Bien avant que les choses sérieuses ne commencent, une certaine lassitude semblait s’être déjà installée dans la vie du jeune Marius. L’école ne semblait plus l’intéresser, et il n’osait certainement pas penser à ce qu’il ferait après. Une fois ses études secondaires terminées, pas sans difficultés, il fut appelé pour le service militaire obligatoire en Norvège. À l’armée, il apprit à connaître les limites de son endurance. Pour la première fois, il prit conscience du luxe que c’était de pouvoir étudier au chaud, avec une bonne tasse de café. Il put constater que beaucoup de jeunes de sa génération n’avaient pas eu la chance de grandir dans un environnement et une école aussi protégés que lui. Jour après jour, la boule à zéro et en uniforme, les recrues apprirent à respecter leurs différences, découvrant que dans un environnement diversifié où tout le monde est égal, on apprend davantage et plus vite. Ce respect mutuel se transforma en amitié, et cette amitié renforça l’estime de soi et la confiance de ces jeunes en eux-mêmes.

Les défenseurs d’un service citoyen obligatoire pour les jeunes doivent malheureusement se contenter d’anecdotes comme celle de mon beau-frère pour venir appuyer leur conviction. Les quelques données chiffrées venant de l’étranger sont soit contradictoires, soit peu convaincantes, et en tout cas impossibles à traduire vers le contexte belge.

Ce que nous savons en revanche avec certitude, c’est que la polarisation entre les différentes communautés en Belgique s’est considérablement accrue depuis la crise des réfugiés et les attentats (UNIA, 2017) ; que notre système d’enseignement n’est pas devenu l’ascenseur social et outil de mixité que les politiques ont longtemps espéré qu’il soit (OCDE, 2016).

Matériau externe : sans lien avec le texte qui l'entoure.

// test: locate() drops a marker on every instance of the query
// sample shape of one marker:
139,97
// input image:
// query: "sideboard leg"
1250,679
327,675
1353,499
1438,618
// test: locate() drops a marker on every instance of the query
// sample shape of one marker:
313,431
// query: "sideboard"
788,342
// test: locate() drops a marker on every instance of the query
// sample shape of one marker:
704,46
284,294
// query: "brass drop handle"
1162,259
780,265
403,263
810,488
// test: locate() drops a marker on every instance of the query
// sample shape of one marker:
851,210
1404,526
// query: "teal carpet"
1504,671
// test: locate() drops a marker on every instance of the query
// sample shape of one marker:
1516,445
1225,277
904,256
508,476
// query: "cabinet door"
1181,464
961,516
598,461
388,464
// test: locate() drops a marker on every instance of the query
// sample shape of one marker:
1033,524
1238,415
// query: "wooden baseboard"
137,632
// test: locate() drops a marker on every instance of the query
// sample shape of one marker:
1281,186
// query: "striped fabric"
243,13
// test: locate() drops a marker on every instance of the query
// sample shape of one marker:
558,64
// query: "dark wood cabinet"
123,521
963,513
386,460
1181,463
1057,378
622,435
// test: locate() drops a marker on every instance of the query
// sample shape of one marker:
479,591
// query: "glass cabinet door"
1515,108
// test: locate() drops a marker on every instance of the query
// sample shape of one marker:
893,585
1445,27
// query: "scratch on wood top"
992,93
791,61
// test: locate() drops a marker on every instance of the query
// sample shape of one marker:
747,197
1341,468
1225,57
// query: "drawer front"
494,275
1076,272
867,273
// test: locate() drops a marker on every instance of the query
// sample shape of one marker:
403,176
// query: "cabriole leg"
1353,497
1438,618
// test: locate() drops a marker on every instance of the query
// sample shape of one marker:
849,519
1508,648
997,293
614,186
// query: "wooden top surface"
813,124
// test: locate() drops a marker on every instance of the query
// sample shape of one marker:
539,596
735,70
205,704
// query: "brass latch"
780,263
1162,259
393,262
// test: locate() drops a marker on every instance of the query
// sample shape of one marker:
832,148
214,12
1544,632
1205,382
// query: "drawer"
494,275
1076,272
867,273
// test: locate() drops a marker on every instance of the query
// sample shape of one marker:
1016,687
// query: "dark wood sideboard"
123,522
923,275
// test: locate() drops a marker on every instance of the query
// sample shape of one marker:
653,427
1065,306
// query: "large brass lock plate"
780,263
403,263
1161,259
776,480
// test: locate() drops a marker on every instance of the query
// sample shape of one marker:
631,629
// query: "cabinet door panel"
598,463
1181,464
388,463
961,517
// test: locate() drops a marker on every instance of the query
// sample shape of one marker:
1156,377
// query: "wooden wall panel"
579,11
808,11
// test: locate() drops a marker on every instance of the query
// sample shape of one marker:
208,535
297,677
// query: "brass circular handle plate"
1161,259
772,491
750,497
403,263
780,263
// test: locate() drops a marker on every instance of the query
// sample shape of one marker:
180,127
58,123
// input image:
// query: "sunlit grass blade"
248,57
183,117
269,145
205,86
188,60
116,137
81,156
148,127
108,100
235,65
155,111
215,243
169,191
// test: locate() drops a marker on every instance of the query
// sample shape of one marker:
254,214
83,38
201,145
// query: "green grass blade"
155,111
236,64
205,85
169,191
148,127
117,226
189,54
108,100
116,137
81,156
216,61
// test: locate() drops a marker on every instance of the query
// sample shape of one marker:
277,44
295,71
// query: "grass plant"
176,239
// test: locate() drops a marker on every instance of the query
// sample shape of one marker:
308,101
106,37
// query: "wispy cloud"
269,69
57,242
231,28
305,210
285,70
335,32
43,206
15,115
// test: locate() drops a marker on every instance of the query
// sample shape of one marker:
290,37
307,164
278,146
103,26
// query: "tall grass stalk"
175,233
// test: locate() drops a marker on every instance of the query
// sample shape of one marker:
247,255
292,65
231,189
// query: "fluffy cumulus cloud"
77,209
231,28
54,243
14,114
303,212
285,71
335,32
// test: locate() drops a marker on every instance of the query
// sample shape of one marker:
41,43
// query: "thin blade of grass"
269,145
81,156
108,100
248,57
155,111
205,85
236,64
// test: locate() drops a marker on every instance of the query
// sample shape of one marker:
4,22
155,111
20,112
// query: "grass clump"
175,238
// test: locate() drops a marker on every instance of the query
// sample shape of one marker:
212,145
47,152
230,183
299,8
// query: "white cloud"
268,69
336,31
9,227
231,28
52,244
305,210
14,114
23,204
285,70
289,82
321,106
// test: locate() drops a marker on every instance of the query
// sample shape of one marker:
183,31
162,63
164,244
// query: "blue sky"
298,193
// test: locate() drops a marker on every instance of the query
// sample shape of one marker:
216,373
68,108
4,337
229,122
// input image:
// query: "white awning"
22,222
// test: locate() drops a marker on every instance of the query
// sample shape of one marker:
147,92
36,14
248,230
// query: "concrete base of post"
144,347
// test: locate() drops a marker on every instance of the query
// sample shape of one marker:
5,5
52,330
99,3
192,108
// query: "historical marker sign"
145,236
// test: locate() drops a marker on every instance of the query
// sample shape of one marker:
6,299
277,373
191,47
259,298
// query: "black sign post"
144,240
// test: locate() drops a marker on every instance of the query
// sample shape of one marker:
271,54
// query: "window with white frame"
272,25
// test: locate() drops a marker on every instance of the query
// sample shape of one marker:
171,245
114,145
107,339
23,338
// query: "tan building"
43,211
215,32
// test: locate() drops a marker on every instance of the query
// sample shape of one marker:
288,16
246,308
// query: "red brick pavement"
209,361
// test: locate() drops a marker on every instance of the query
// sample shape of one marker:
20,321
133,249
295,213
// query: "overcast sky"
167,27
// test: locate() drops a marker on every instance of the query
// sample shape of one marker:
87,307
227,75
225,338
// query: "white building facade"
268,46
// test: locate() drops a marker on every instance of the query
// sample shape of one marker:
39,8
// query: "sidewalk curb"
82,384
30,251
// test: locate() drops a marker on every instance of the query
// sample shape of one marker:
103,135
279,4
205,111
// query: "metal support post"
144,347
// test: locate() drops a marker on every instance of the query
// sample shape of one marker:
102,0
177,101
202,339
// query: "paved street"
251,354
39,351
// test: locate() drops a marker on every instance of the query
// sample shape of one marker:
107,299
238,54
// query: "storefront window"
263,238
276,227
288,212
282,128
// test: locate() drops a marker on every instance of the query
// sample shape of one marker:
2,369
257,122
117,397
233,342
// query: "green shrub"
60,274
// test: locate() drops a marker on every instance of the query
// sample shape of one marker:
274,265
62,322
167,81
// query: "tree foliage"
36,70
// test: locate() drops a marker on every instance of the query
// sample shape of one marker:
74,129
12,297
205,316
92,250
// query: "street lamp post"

Bref, en plus de combattre la discrimination, d’inciter à la tolérance et de continuer à réformer le système d’enseignement, nous devons trouver d’autres instruments capables d’améliorer le vivre ensemble dans la diversité. Nous sommes convaincus qu’un service citoyen pour les jeunes serait une bonne chose en ce sens.

Il semble d’ailleurs que le Groupe du Vendredi ne soit pas seul à penser cela. Quand nous avons lancé cette proposition il y a quelques mois, elle a été massivement partagée sur les médias sociaux. Elle a été soutenue par des experts comme le psychiatre Dirk Dewachter et l’économiste Geert Noels. Dans un sondage organisé par VTM sur son site Web, 2/3 des près de 30 000 participants se sont déclarés en faveur de la réintroduction d’un service obligatoire. Le cdH a déposé une proposition de loi à ce sujet, et le CD&V a approuvé lors de son congrès annuel une résolution prévoyant suffisamment de places ainsi qu’un statut social pour les jeunes qui se portent volontaires pour un service citoyen. Les ministres de la Jeunesse de la communauté flamande Sven Gatz (Open Vld) et française Rachid Madrane (PS) ont lancé des projets pilotes.

À l’étranger aussi, le service obligatoire a le vent en poupe. Il a récemment été réintroduit en Suède, et aux Pays-Bas, le CDA aux Pays-Bas l’a mis le sujet sur la table des négociations pour la formation du nouveau gouvernement. Enfin, il figurait également dans le programme d’Emmanuel Macron, le nouveau Président de la République.

Nous sommes convaincus qu’un service citoyen obligatoire pour les jeunes constituera la base d’un nouveau contrat social inclusif, fondé sur la participation et la responsabilisation. Il permettra en outre aux jeunes de se constituer en toute autonomie des droits sociaux et civils tels que le droit de vote, le droit à la pension et le droit aux soins de santé.

Et Marius ? Grâce à un prêt, il a pu faire des études et a été diplômé l’an dernier de la prestigieuse London School of Economics. Impatient, et plein de confiance pour l'avenir.